In opening the hearing, Bell said, "there may be no other issue that creates this much passion."
Testifying in favor of Pody's effort was Family Action Council of Tennessee President David Fowler, a former state senator and a Bell friend and often an ally. But the two have parted ways on the issue.
Fowler has sought unsuccessfully for years to get state courts to overturn the Supreme Court's landmark Obergfell decision that legalized same-sex marriage.
"Where we stand here today, your track record is not good. Give this committee — an argument that could actually resonate with the courts," Bell told Fowler.
Fowler said two of his challenges to Obergfell were "thrown out not on merits but on standing."
Both Fowler and an Alabama law professor saw merit in a new strategy by using the Ninth Amendment that alludes to "common law" rights not spelled out in the Constitution as the basis of a new attack on Roe v. Wade.
Roe was decided on the Fourteenth Amendment's due process clause with a "right to privacy" for women deciding whether to have an abortion.

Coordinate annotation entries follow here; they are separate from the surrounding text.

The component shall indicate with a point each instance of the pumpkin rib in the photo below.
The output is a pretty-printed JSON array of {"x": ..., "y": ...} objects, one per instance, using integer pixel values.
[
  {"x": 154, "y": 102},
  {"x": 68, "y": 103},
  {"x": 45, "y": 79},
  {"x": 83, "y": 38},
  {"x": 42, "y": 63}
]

Jim Bopp, general counsel with National Right to Life who has been involved in abortion litigation since 1978, was a skeptic of the proposal, calling reliance on the 9th Amendment to invoke protections under common law a "novel" approach.
If Pody's proposal becomes state law, Bopp said, it "will never be upheld and presents such a stark choice the Supreme Court will run away from it." Viability means just that, the ability to survive outside the womb, he said.
Bopp urged Republican lawmakers to narrow focus on an abortion-related issue that could produce differing results in federal courts of appeals and thus are more likely to invite the Supreme Court to take up the issue. Once the Supreme Court takes up a case, something dramatic could happen, he said.
His suggestion was a "one person parental notice," involving a minor who is pregnant, with no judicial bypass to spur courts' reaction.
Ashley Coffield, president and chief executive officer of Planned Parenthood of Tennessee and North Mississippi, called the hearing a "mess" with a "lot of lies and misinformation about women's health care, about pregnancy."
While some health care providers on both sides are expected to testify Tuesday, Coffield said neither she nor several women who have had abortions are being allowed to appear.